Univ. Lille, CNRS, Central Lille, ISEN, Univ. Valenciennes, UMR 8520, IEMN, F-59000 Lille, France; Iasi Plasma Advanced Research Center (IPARC), Faculty of Physics, Alexandru Ioan Cuza University of Iasi, Bd. Carol I no. 11, Iasi, 700506, Romania.
Univ. Lille, CNRS, Central Lille, ISEN, Univ. Valenciennes, UMR 8520, IEMN, F-59000 Lille, France.
Colloids Surf B Biointerfaces. 2018 Oct 1;170:347-354. doi: 10.1016/j.colsurfb.2018.06.040. Epub 2018 Jun 19.
In the last years, carbon-based nanomaterials have attracted considerable attention in a wide range of fields, particularly in biomedicine, owing to their remarkable photo-physical and chemical properties. In this study, we demonstrate that amine-terminated carbon dots (CDs-NH) functionalized with ampicillin (AMP) offer a new perspective for antibacterial treatment. The amine-functionalized carbon dots were used as a carrier for immobilization and delivery of ampicillin (CDs-AMP) and as a visible light-triggered antibacterial material.
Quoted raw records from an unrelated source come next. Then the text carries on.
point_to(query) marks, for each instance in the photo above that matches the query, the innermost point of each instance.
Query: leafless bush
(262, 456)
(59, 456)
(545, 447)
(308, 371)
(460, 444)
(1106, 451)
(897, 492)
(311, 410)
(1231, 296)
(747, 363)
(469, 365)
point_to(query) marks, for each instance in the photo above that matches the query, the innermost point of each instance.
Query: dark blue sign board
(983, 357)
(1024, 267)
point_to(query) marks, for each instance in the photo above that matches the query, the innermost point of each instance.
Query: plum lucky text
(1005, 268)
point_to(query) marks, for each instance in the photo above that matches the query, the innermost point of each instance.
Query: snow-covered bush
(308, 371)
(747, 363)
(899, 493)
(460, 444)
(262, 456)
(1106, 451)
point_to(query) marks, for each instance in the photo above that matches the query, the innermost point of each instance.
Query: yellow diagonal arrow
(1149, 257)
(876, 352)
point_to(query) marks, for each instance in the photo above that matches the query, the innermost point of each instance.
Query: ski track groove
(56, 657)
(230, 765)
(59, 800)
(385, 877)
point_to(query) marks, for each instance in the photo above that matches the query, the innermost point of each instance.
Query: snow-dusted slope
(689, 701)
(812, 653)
Additionally, AMP immobilization on the CDs-NH surface improves its stability in solution as compared to free AMP. The AMP conjugated CDs platform combines the antibacterial function of AMP and conserves the intrinsic theranostic properties of CDs-NH. Therefore, the AMP immobilized onto CDs-NH surface together with the generation of moderate quantities of reactive oxygen species under visible light illumination are very effective to inactivate the growth of Escherichia coli.
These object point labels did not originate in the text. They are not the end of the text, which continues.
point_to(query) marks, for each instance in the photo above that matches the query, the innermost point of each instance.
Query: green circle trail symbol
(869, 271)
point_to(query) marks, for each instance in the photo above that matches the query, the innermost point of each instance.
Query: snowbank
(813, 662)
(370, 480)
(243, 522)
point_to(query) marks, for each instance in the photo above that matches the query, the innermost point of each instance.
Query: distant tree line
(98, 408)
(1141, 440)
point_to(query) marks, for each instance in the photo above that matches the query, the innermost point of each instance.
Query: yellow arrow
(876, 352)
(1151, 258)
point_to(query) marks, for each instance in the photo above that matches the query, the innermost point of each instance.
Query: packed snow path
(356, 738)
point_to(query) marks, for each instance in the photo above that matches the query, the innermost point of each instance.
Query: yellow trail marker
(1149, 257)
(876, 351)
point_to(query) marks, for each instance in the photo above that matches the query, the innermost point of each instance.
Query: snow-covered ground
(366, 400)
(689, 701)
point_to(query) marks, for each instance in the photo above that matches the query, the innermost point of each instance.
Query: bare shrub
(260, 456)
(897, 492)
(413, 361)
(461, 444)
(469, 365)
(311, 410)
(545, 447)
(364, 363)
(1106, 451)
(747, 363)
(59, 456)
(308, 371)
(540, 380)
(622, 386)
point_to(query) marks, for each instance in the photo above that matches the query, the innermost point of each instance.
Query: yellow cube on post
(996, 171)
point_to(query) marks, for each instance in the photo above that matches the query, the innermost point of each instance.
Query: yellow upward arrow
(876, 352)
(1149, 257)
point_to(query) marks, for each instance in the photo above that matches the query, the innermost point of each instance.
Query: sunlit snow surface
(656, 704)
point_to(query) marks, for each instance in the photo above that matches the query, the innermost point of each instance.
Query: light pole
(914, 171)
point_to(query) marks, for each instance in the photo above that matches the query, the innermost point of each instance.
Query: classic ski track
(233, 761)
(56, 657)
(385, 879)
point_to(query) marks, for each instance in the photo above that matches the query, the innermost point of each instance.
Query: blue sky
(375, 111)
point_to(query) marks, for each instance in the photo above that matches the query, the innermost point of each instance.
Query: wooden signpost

在过去的几年中,由于其显著的光物理和化学性质,基于碳的纳米材料在广泛的领域引起了相当大的关注,特别是在生物医学领域。在这项研究中,我们证明了用氨苄青霉素(AMP)功能化的末端胺基化的碳点(CDs-NH)为抗菌治疗提供了新的视角。胺功能化的碳点被用作固定和输送氨苄青霉素(CDs-AMP)的载体,并且作为可见光触发的抗菌材料。此外,与游离的 AMP 相比,AMP 在 CDs-NH 表面的固定提高了其在溶液中的稳定性。AMP 共轭的 CDs 平台结合了 AMP 的抗菌功能,并保留了 CDs-NH 的固有治疗特性。因此,在可见光照射下,AMP 固定在 CDs-NH 表面上并产生适量的活性氧,这对于灭活大肠杆菌的生长非常有效。